NeRF as a Non-Distant Environment Emitter in Physics-based Inverse Rendering
This work addresses the need for more precise lighting models in inverse rendering for computer vision and graphics applications, representing an incremental improvement over existing methods.
The paper tackles the problem of inaccurate reconstructions in physics-based inverse rendering due to the limitations of distant environmental lighting models, and demonstrates that incorporating NeRF as a non-distant environment emitter improves accuracy in real and synthetic datasets.

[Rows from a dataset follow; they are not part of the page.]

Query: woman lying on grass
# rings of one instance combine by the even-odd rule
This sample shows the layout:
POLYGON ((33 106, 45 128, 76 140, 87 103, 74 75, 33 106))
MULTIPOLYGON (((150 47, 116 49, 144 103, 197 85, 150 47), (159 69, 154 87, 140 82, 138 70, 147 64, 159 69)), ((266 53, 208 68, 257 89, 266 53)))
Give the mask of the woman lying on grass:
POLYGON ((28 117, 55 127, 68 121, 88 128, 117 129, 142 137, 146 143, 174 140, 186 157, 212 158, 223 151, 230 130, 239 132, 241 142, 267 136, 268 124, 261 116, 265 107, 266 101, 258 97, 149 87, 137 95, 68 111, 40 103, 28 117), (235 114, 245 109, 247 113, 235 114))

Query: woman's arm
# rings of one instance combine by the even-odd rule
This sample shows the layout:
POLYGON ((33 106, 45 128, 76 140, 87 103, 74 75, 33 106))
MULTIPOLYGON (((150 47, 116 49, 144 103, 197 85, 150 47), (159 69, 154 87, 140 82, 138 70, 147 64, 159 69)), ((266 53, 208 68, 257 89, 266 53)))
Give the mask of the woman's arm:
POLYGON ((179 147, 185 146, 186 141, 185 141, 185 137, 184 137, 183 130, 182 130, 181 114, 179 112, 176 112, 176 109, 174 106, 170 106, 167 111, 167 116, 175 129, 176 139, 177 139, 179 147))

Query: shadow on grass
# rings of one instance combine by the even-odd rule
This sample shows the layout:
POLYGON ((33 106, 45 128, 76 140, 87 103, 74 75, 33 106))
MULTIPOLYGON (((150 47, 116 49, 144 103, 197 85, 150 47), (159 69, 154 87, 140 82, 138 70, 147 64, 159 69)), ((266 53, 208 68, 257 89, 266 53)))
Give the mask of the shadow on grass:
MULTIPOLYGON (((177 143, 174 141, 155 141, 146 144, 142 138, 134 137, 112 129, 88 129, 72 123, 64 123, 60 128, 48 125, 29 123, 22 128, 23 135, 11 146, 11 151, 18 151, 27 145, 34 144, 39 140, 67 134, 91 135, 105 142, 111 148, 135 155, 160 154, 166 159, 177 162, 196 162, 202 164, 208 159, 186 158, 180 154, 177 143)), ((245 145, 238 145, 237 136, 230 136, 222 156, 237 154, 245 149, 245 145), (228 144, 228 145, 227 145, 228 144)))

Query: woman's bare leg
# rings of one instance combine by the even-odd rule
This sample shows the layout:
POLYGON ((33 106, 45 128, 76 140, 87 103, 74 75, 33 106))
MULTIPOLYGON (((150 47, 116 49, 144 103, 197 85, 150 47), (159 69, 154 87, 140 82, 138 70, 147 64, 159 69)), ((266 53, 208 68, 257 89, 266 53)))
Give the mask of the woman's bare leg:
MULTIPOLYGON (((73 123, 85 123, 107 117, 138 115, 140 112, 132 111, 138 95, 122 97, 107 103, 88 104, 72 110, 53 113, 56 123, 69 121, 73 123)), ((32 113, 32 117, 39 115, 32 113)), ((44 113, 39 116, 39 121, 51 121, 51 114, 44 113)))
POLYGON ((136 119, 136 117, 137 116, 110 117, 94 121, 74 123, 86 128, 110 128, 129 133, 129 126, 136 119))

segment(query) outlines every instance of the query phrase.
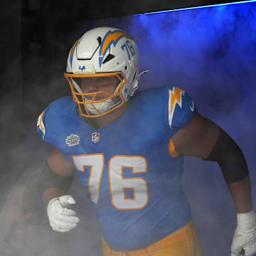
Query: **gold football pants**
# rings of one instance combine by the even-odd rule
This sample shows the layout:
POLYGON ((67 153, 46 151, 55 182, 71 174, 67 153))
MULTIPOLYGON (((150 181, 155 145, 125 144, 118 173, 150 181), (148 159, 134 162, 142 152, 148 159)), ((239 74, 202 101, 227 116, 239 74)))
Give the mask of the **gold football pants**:
POLYGON ((104 256, 201 256, 198 235, 192 221, 149 247, 133 251, 112 250, 103 240, 104 256))

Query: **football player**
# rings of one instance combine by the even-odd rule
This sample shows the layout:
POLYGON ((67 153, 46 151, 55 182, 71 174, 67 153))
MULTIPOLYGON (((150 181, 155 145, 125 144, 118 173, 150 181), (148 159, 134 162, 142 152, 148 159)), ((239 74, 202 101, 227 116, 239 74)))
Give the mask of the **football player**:
POLYGON ((64 75, 73 97, 54 101, 38 119, 38 132, 53 145, 40 177, 50 225, 59 232, 79 225, 68 194, 75 173, 105 256, 200 256, 181 185, 183 156, 194 156, 219 164, 234 200, 231 255, 252 255, 256 217, 242 152, 183 90, 136 92, 138 61, 134 39, 118 28, 92 29, 71 48, 64 75))

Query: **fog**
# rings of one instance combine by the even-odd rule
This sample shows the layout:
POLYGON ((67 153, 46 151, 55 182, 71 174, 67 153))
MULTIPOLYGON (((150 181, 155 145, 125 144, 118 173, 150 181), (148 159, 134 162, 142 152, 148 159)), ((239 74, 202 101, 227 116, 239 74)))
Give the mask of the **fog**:
MULTIPOLYGON (((85 31, 100 26, 127 31, 137 42, 140 70, 149 70, 142 76, 139 90, 164 85, 184 89, 198 112, 222 127, 243 151, 255 196, 255 7, 254 3, 240 4, 80 22, 68 38, 60 36, 55 43, 68 49, 85 31)), ((63 56, 55 63, 61 60, 57 70, 65 69, 63 56)), ((6 162, 2 162, 6 173, 2 175, 1 190, 4 204, 0 213, 0 255, 100 255, 100 229, 77 180, 70 193, 78 202, 75 208, 80 218, 79 227, 69 234, 59 234, 48 225, 37 194, 37 179, 48 146, 36 133, 36 119, 51 100, 68 92, 68 84, 60 75, 47 85, 38 83, 31 92, 38 100, 23 102, 25 112, 19 112, 15 102, 10 104, 6 100, 1 104, 4 111, 0 125, 7 134, 1 139, 3 150, 9 154, 6 162), (9 133, 16 134, 11 144, 9 133), (32 217, 24 220, 22 215, 28 213, 32 217), (10 232, 15 220, 19 224, 10 232), (26 221, 31 223, 28 228, 24 228, 26 221)), ((220 169, 217 164, 186 157, 183 178, 203 255, 228 255, 235 214, 220 169)), ((255 204, 255 197, 253 201, 255 204)))

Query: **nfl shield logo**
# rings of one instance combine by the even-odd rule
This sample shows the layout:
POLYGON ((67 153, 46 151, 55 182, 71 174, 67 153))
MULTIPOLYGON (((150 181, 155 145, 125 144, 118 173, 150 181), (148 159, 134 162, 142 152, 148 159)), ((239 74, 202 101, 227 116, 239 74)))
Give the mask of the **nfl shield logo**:
POLYGON ((100 134, 97 132, 92 132, 92 142, 100 142, 100 134))

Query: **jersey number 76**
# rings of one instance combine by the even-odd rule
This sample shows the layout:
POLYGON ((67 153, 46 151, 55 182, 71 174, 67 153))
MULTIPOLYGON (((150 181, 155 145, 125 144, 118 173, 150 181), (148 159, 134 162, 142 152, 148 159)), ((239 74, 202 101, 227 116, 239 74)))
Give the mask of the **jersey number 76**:
MULTIPOLYGON (((105 166, 103 154, 73 156, 77 169, 85 172, 90 168, 88 189, 91 200, 97 203, 100 193, 101 181, 105 166)), ((149 201, 147 182, 142 178, 124 178, 123 170, 132 169, 132 174, 147 172, 146 159, 141 156, 115 155, 108 162, 109 186, 111 201, 119 210, 135 210, 145 207, 149 201), (133 197, 125 197, 125 189, 132 190, 133 197)))

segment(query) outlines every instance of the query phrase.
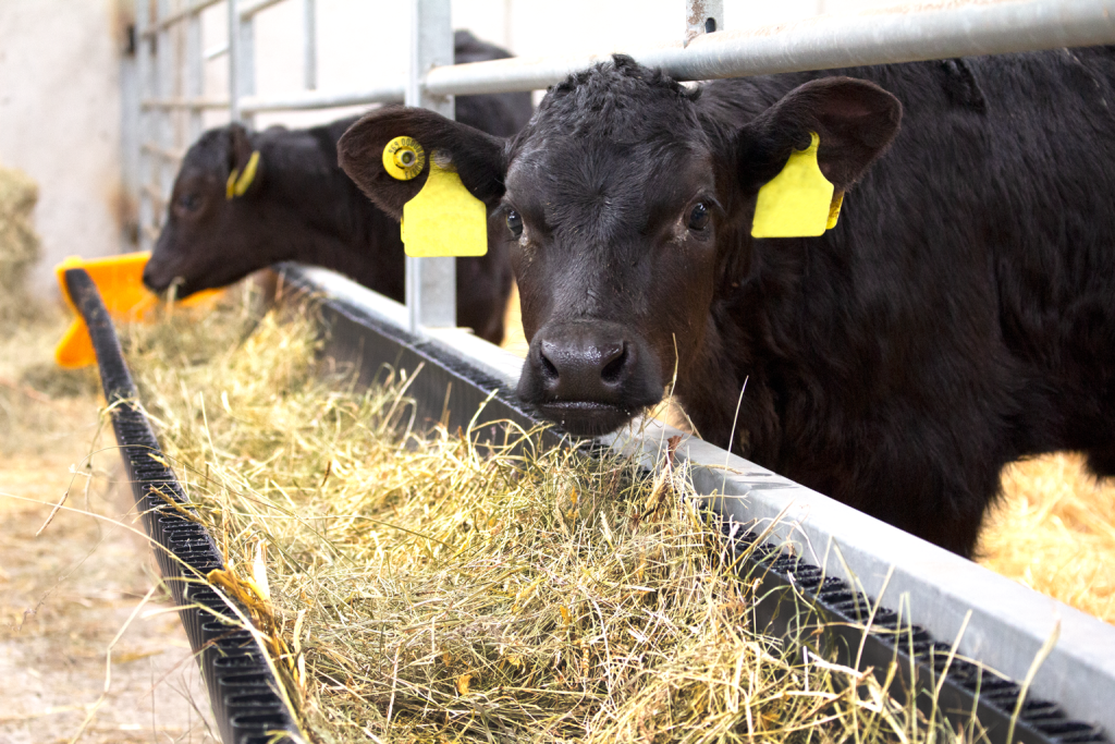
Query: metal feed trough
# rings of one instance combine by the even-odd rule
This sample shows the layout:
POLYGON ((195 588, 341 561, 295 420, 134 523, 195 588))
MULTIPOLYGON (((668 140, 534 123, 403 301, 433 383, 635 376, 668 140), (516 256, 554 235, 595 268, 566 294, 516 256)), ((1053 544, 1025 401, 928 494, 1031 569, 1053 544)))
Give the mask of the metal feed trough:
MULTIPOLYGON (((169 0, 157 0, 155 17, 148 17, 147 2, 137 3, 138 136, 133 155, 143 184, 138 192, 145 248, 157 236, 185 145, 201 134, 206 109, 227 108, 233 120, 248 124, 260 112, 390 102, 452 116, 454 95, 537 89, 608 58, 516 58, 454 66, 449 0, 411 0, 407 80, 358 91, 318 91, 314 3, 303 0, 306 90, 264 99, 254 95, 253 18, 280 1, 187 0, 172 11, 169 0), (229 45, 206 51, 200 15, 222 1, 227 7, 229 45), (182 89, 173 86, 176 42, 185 45, 182 89), (202 84, 204 62, 221 55, 229 59, 232 95, 209 98, 202 84), (173 126, 175 112, 187 116, 185 133, 173 126)), ((723 6, 716 0, 688 0, 686 10, 685 41, 623 51, 678 79, 700 80, 1115 44, 1115 0, 921 6, 752 31, 712 31, 724 27, 723 6)), ((380 360, 411 370, 425 363, 411 390, 419 408, 427 406, 434 418, 452 381, 450 409, 465 424, 493 389, 497 393, 489 406, 498 408, 488 412, 493 419, 529 423, 511 394, 521 359, 453 328, 453 259, 408 258, 406 306, 328 271, 285 271, 295 286, 326 298, 329 354, 358 361, 366 370, 376 369, 380 360)), ((107 385, 106 378, 106 394, 107 385)), ((638 434, 611 435, 601 444, 655 468, 662 462, 667 438, 675 435, 681 433, 644 422, 638 434)), ((919 685, 935 685, 947 671, 940 687, 942 709, 958 725, 970 723, 975 712, 992 742, 1006 742, 1010 733, 1026 742, 1115 740, 1112 626, 699 439, 683 437, 677 457, 689 462, 698 491, 709 494, 707 505, 721 521, 729 547, 747 552, 750 569, 760 570, 765 599, 756 608, 756 621, 772 632, 802 639, 806 629, 836 620, 825 625, 816 650, 876 669, 898 660, 899 684, 892 692, 900 696, 919 685), (756 533, 764 530, 766 544, 756 547, 756 533), (787 611, 802 607, 809 608, 804 616, 787 611), (1040 659, 1058 629, 1056 645, 1040 659), (953 658, 953 646, 957 656, 978 664, 953 658), (1020 692, 1028 692, 1025 702, 1019 700, 1020 692), (1021 715, 1011 724, 1016 712, 1021 715)), ((140 497, 144 486, 136 489, 140 497)), ((153 537, 162 540, 161 533, 153 537)), ((237 642, 243 640, 237 637, 237 642)), ((214 679, 206 682, 214 709, 223 716, 225 741, 253 741, 243 729, 236 733, 221 688, 214 687, 214 679)))

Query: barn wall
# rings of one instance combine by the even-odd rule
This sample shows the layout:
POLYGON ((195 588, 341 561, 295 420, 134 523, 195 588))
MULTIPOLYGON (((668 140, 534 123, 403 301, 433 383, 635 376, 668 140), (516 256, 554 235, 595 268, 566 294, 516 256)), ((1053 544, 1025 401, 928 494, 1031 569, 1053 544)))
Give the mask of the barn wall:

Physics-based inverse rendering enables joint optimization of shape, material, and lighting based on captured 2D images. To ensure accurate reconstruction, using a light model that closely resembles the captured environment is essential. Although the widely adopted distant environmental lighting model is adequate in many cases, we demonstrate that its inability to capture spatially varying illumination can lead to inaccurate reconstructions in many real-world inverse rendering scenarios. To address this limitation, we incorporate NeRF as a non-distant environment emitter into the inverse rendering pipeline. Additionally, we introduce an emitter importance sampling technique for NeRF to reduce the rendering variance. Through comparisons on both real and synthetic datasets, our results demonstrate that our NeRF-based emitter offers a more precise representation of scene lighting, thereby improving the accuracy of inverse rendering.